If this is the case, then two primary (among others) questions likely informed the ways in which the stories were recorded: “Who is our God?” and “How did we get here?” That is, in drafting the stories, Israel sought to make sense of who God was, who they were, and how they had arrived in captivity (again).
Within this theory, the story-forming began by answering the question about God, the universe, and the existence of humanity by borrowing from the myth of their captors. However, while they borrowed the Babylonian myth, they took creative liberty with it so to identify the supremacy of YHWH. That is, in captivity they needed to believe that YHWH was stronger than the gods of their captors. Next, they reminded themselves of a former captivity (Egypt) in which YHWH had proved Himself as the One who heard and responded to His people: they reminded themselves of YHWH who proved Himself mightier than the gods of Egypt. The story continued with the YHWH’s promise to Abraham coming true in the conquest of the Promised Land. YHWH was their God, their King, their Mighty Warrior, their Provider!
The problem was, they were in captivity again. How had they gotten here? Something had gone wrong such that they found themselves in chains again.
The primary answer, found in the voices of the pre-exile prophets, is Israel’s idolatry. They had allowed the pagan practices and cultural gods and goddesses of their context to become marbled into their experience of worship. They had failed to worship YHWH exclusively and, therefore, found themselves in chains.
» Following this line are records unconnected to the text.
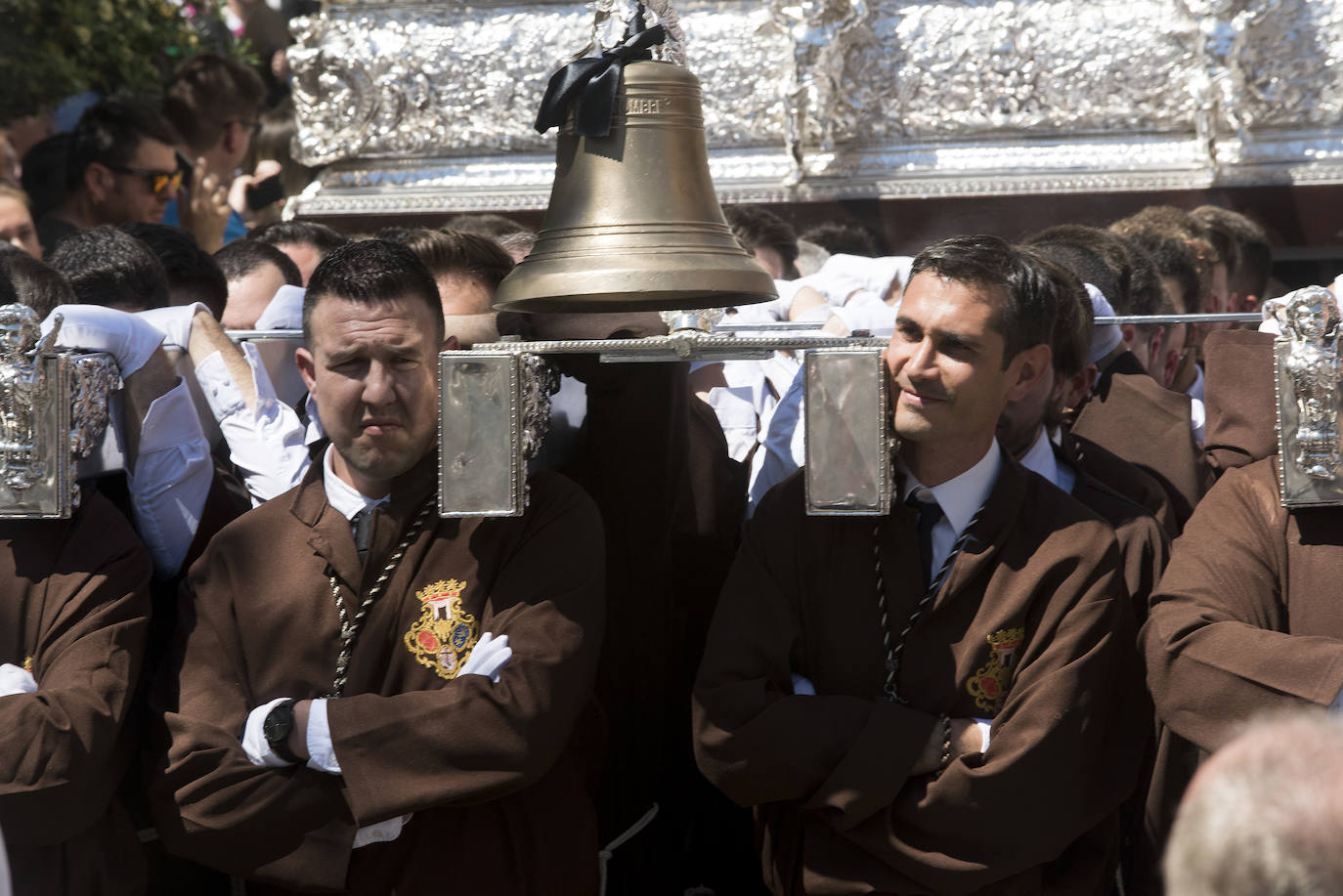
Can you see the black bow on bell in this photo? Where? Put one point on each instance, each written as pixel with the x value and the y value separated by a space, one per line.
pixel 592 82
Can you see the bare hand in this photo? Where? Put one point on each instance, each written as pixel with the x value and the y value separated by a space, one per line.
pixel 205 211
pixel 965 739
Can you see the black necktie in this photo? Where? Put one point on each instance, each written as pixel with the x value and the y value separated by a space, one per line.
pixel 363 533
pixel 929 515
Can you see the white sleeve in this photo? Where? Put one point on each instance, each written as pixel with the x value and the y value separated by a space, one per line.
pixel 171 480
pixel 322 752
pixel 780 444
pixel 265 444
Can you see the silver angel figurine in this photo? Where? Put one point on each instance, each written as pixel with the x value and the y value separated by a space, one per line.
pixel 1310 320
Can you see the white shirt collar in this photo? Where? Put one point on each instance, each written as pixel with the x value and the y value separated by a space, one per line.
pixel 341 495
pixel 961 497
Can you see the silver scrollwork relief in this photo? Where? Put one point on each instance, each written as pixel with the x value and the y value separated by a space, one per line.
pixel 423 107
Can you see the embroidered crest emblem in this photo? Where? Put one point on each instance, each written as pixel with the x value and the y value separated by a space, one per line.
pixel 990 683
pixel 444 635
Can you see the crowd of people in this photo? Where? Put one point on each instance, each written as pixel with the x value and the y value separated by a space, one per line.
pixel 257 659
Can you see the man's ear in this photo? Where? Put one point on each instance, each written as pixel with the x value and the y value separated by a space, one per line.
pixel 1030 365
pixel 306 368
pixel 1077 387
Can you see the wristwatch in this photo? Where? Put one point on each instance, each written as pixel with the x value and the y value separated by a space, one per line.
pixel 279 726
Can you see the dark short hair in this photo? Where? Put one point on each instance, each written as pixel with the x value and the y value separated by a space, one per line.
pixel 243 257
pixel 45 174
pixel 844 239
pixel 108 132
pixel 205 93
pixel 1178 244
pixel 485 225
pixel 1088 249
pixel 1255 258
pixel 455 251
pixel 304 233
pixel 1074 319
pixel 108 266
pixel 1030 297
pixel 370 272
pixel 35 283
pixel 755 228
pixel 194 276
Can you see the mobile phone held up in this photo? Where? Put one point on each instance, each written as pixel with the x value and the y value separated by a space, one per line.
pixel 265 192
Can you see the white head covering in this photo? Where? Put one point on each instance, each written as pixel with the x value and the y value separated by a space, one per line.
pixel 843 276
pixel 1105 337
pixel 284 311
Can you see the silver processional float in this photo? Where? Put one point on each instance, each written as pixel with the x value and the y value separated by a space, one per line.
pixel 630 124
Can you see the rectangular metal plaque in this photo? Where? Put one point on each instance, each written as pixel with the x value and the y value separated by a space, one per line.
pixel 847 448
pixel 480 422
pixel 35 477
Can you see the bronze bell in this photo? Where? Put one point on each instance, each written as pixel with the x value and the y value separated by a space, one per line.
pixel 632 222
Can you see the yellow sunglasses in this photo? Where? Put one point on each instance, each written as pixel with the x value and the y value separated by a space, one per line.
pixel 158 180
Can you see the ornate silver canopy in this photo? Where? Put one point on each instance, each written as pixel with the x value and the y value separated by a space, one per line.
pixel 422 107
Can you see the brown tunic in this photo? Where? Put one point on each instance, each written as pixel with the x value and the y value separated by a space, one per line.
pixel 498 802
pixel 1143 544
pixel 1245 619
pixel 1241 398
pixel 77 602
pixel 1149 426
pixel 1123 477
pixel 837 807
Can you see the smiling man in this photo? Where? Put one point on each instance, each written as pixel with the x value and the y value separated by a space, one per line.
pixel 944 699
pixel 360 685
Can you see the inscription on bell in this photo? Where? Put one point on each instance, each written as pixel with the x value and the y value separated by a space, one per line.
pixel 646 105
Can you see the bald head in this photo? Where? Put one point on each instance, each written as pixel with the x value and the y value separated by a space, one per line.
pixel 1264 816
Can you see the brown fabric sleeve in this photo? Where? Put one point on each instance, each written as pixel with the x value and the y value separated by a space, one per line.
pixel 754 739
pixel 65 748
pixel 1216 642
pixel 474 741
pixel 1063 751
pixel 210 803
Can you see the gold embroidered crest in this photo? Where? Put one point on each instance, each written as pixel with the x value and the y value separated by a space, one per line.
pixel 444 635
pixel 990 683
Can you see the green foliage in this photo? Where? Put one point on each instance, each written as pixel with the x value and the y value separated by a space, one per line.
pixel 53 49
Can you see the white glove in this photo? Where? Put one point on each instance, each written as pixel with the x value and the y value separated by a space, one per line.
pixel 488 657
pixel 94 328
pixel 17 680
pixel 381 832
pixel 984 730
pixel 254 739
pixel 284 311
pixel 173 321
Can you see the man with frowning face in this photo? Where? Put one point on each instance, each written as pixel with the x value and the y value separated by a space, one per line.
pixel 882 689
pixel 399 677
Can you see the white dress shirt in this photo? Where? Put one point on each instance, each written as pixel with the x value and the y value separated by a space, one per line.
pixel 266 444
pixel 1041 459
pixel 959 498
pixel 171 480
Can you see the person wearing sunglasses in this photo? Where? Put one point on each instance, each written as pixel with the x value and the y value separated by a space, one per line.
pixel 121 167
pixel 214 103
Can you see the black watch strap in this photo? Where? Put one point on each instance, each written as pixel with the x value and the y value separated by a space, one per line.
pixel 277 727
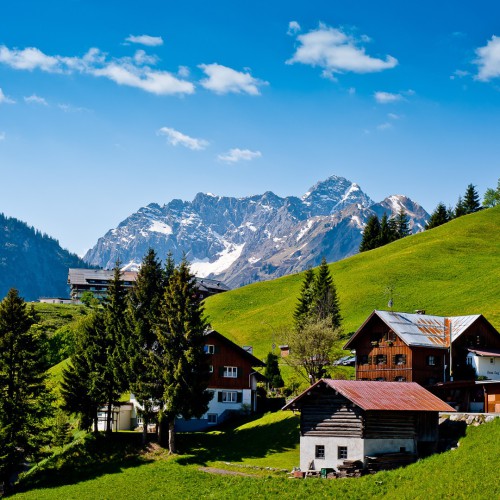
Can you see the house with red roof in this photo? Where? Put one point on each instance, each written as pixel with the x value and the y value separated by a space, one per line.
pixel 351 420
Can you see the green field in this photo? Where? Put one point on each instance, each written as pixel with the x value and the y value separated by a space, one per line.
pixel 97 469
pixel 450 270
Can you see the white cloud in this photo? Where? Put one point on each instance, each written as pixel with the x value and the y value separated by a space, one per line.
pixel 235 155
pixel 175 138
pixel 387 97
pixel 150 41
pixel 133 71
pixel 293 28
pixel 488 60
pixel 4 99
pixel 34 99
pixel 384 126
pixel 223 80
pixel 337 52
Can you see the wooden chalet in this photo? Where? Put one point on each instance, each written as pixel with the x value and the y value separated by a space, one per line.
pixel 97 282
pixel 233 382
pixel 356 421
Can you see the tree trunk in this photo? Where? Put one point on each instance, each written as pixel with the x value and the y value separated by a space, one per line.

But there had to be an explanation for the idolatry, right? There had to be someone else to blame for the suffering of Israel in Babylon. Someone, somewhere, once upon a time, had certainly done something wrong…right?
Enter the created imagery of a Conquering God who sought complete victory. Enter the imagery of the Conquering God who is for us and against the nations. Enter the Conquering God who validated ethnic cleansing in order that the land could be inhabited by Israel. Simultaneously, enter the imagery of a former generation (not us!) who didn’t do what they were told and gave entrance to idolatry.
“They (the former generation) are the reason we are captives in Babylon.”
If taken retrospectively, the imagery of the Conquering God was developed to explain a current experience of suffering and to generate hope that He was capable of their release as He had been once before. Thus, to justify a contemporary ethnic cleansing and formation of an ethnic state in the name of the Conquering God found in Joshua is unreasonable, unjust, and internationally illegal.
Therefore, regardless of which of the two alternative readings one prefers, neither of the two justify what is currently taking place in Israel.
Let me conclude with a couple of additional thoughts from within the pages of both the Hebrew Scriptures and the New Testament:
First, the prophets give voice to a God who is for Israel, is for justice, and is for the nations.
Second, the prophets give voice to a God who consistently implores Israel to be the light to the nations by humanizing them, moving toward them, and practicing justice on their behalf.
Third, the prophets give voice to a God who says, “I am for the oppressed, the persecuted, the marginalized, and the occupied even if they are not you, Israel.”
Fourth, as followers of Jesus, we are to read the Hebrew Scriptures through the lenses of Jesus. While Jesus references the Exodus, he never references nor validates a conquest of the Promise Land. If there is a conquering that Jesus exposes, it is God’s complete victory over the power of sin.
Fifth, Jesus said things like, “Blessed are the peacemakers.” (Matthew 5:9) and “When power is abused and you’re the victim, don’t get even, get creative in love.” (Matthew 5:38-42). Jesus taught and then embodied these teachings and it cost Him His life. The greatest news, though, is that He didn’t stay dead: Jesus, the living, resurrected reality invites and empowers us, by His Spirit, to live likewise.